What Happens During a Treatment Session

When it’s time for chemotherapy, a nurse accesses the port by inserting a special noncoring needle through the skin and into the rubber septum. This needle is designed with a deflected tip so it doesn’t damage the septum, allowing it to reseal after every use. You’ll feel a quick poke, similar to a standard blood draw. Some people ask for a numbing cream applied to the skin beforehand, which takes the edge off.

Once the needle is in place, chemotherapy drugs flow through the port, into the catheter, and directly into the large vein. After treatment is finished, the needle is pulled straight out and the septum seals itself. There’s no open wound to manage between sessions.

Living With a Port

Between treatments, the port requires very little attention. When it’s not being actively used, guidelines recommend having it flushed every four weeks. Flushing means a nurse pushes a small amount of fluid through the port to keep the catheter clear and prevent blockages. This is a quick visit, often just a few minutes.

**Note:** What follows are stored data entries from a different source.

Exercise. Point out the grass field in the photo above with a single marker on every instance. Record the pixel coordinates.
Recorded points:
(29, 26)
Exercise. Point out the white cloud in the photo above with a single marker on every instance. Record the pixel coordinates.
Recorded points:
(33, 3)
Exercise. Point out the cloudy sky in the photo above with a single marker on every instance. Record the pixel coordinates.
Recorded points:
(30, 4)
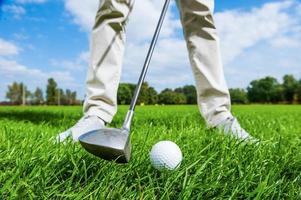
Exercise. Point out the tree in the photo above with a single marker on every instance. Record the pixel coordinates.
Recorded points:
(51, 92)
(190, 92)
(266, 90)
(238, 96)
(290, 88)
(37, 97)
(152, 96)
(168, 96)
(17, 93)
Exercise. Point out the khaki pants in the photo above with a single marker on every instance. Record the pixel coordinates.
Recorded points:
(107, 49)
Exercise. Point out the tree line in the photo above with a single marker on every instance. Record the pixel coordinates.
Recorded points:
(269, 90)
(18, 94)
(264, 90)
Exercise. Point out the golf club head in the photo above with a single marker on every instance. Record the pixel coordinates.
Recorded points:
(108, 143)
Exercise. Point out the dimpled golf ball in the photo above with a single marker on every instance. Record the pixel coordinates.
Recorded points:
(166, 155)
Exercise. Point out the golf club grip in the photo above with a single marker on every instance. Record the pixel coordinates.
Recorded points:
(149, 56)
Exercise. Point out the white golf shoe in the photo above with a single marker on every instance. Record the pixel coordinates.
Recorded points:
(231, 126)
(84, 125)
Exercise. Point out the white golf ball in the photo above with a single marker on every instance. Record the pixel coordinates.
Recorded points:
(166, 155)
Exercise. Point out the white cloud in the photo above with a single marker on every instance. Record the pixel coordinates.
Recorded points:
(79, 64)
(240, 30)
(83, 12)
(17, 11)
(8, 48)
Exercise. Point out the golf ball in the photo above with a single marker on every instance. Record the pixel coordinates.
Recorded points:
(166, 155)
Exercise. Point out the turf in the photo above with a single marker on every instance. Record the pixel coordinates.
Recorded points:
(214, 166)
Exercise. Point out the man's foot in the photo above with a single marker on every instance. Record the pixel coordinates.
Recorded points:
(84, 125)
(231, 126)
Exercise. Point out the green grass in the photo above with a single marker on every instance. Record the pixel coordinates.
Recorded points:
(214, 166)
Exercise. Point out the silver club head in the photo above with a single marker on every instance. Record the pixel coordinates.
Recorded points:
(108, 143)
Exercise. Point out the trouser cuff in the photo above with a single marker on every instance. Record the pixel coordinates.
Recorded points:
(105, 116)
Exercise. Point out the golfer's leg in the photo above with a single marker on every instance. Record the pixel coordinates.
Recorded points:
(204, 53)
(107, 47)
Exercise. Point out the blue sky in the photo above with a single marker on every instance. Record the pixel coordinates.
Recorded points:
(43, 38)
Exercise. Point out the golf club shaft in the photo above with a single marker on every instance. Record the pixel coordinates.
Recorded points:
(130, 113)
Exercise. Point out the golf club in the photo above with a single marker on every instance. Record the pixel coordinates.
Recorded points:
(112, 143)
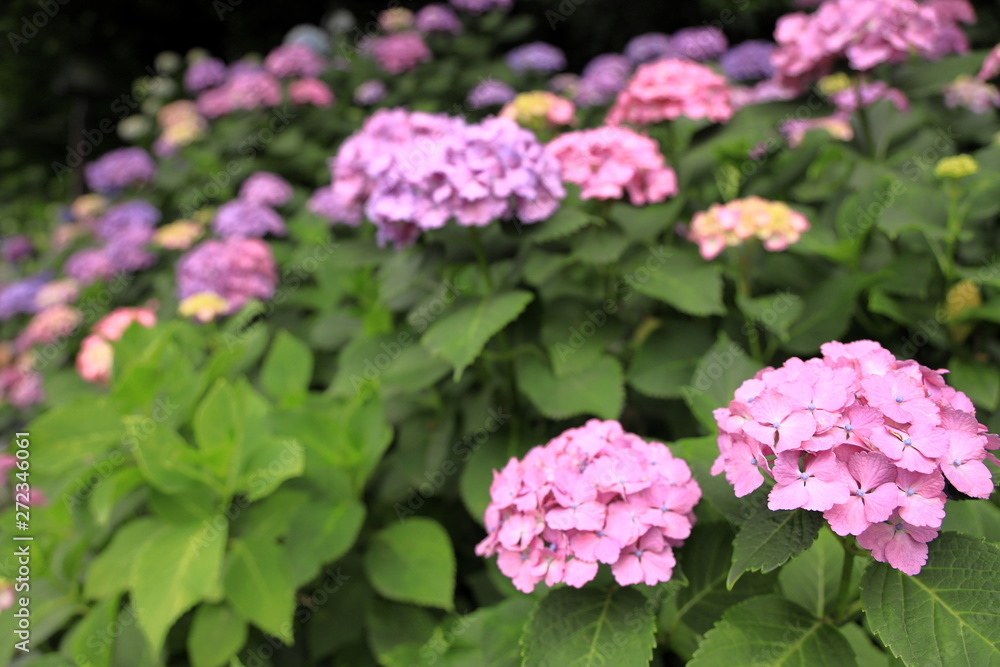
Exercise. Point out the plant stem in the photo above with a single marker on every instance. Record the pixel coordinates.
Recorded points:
(844, 593)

When the port isn’t accessed (no needle in it), you can shower normally once your incision has fully healed. Most daily activities, including light exercise, are fine. You’ll want to avoid contact sports or activities that could deliver a hard blow to the port site. The bump under your skin may feel odd at first, and some people find that seatbelts or backpack straps press on it uncomfortably, but most adjust quickly.

Possible Complications

Ports are generally safe, but like any implanted device, they carry some risks. The most common complication is infection, occurring in roughly 5 to 8% of cases. Signs include redness, warmth, swelling, or drainage at the port site, or a fever that develops after the port is accessed. Infections are the leading reason a port needs to be removed before treatment is finished.

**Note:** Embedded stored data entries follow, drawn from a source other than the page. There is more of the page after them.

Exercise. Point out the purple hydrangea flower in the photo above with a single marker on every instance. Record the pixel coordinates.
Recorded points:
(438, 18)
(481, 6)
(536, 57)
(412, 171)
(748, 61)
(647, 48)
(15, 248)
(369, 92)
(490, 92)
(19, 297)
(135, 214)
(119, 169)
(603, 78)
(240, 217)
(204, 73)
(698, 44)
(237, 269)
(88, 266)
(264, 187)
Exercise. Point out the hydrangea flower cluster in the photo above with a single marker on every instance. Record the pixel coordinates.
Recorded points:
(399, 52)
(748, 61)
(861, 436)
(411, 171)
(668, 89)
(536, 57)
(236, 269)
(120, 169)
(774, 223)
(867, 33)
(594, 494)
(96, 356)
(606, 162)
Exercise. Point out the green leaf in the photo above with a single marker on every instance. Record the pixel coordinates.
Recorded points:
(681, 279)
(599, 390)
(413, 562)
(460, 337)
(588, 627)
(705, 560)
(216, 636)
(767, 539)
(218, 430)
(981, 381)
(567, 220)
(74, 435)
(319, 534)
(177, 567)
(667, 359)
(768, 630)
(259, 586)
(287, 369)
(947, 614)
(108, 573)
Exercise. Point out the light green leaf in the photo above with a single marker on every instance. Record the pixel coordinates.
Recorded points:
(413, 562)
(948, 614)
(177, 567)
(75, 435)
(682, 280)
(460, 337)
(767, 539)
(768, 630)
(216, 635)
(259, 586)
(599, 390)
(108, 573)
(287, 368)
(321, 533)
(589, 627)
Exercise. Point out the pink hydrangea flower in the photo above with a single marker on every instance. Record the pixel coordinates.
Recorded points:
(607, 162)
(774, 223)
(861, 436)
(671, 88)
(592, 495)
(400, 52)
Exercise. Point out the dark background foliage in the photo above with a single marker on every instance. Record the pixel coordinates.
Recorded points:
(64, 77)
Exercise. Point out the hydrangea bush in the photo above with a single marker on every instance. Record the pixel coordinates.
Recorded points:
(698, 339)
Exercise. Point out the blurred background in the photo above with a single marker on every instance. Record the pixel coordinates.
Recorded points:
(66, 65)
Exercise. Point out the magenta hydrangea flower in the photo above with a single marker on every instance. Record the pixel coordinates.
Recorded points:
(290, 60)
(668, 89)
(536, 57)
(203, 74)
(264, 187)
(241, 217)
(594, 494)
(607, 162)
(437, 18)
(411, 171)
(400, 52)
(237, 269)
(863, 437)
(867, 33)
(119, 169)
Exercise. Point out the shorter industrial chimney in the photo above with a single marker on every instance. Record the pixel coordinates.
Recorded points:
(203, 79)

Blood clots related to the catheter occur in about 1 to 5% of cases, though some estimates run higher. A clot may cause swelling in the arm or neck on the side of the port, or the port may stop drawing blood properly. Clots don’t always mean the port has to come out; many can be treated with blood-thinning medication.

Less common issues include the catheter tip shifting out of position (about 9% during placement), drug leaking from the port into surrounding tissue, and, rarely, skin breakdown over the device. Most of these complications are manageable when caught early, which is why your care team will check the port regularly.

When the Port Comes Out

Once chemotherapy is complete and your oncologist confirms you no longer need the port, it’s removed in another minor outpatient procedure. Like placement, this is done under local anesthesia with light sedation. The surgeon reopens the small incision, disconnects the catheter from the vein, and removes the entire device. Recovery is similar to placement: a few days of soreness, with most people back to normal activities within a week. The scar is typically small and fades over time.

Some people keep their port in for months after treatment ends, particularly if there’s a chance they may need additional cycles. As long as it’s flushed on schedule, a port can safely remain in place for years.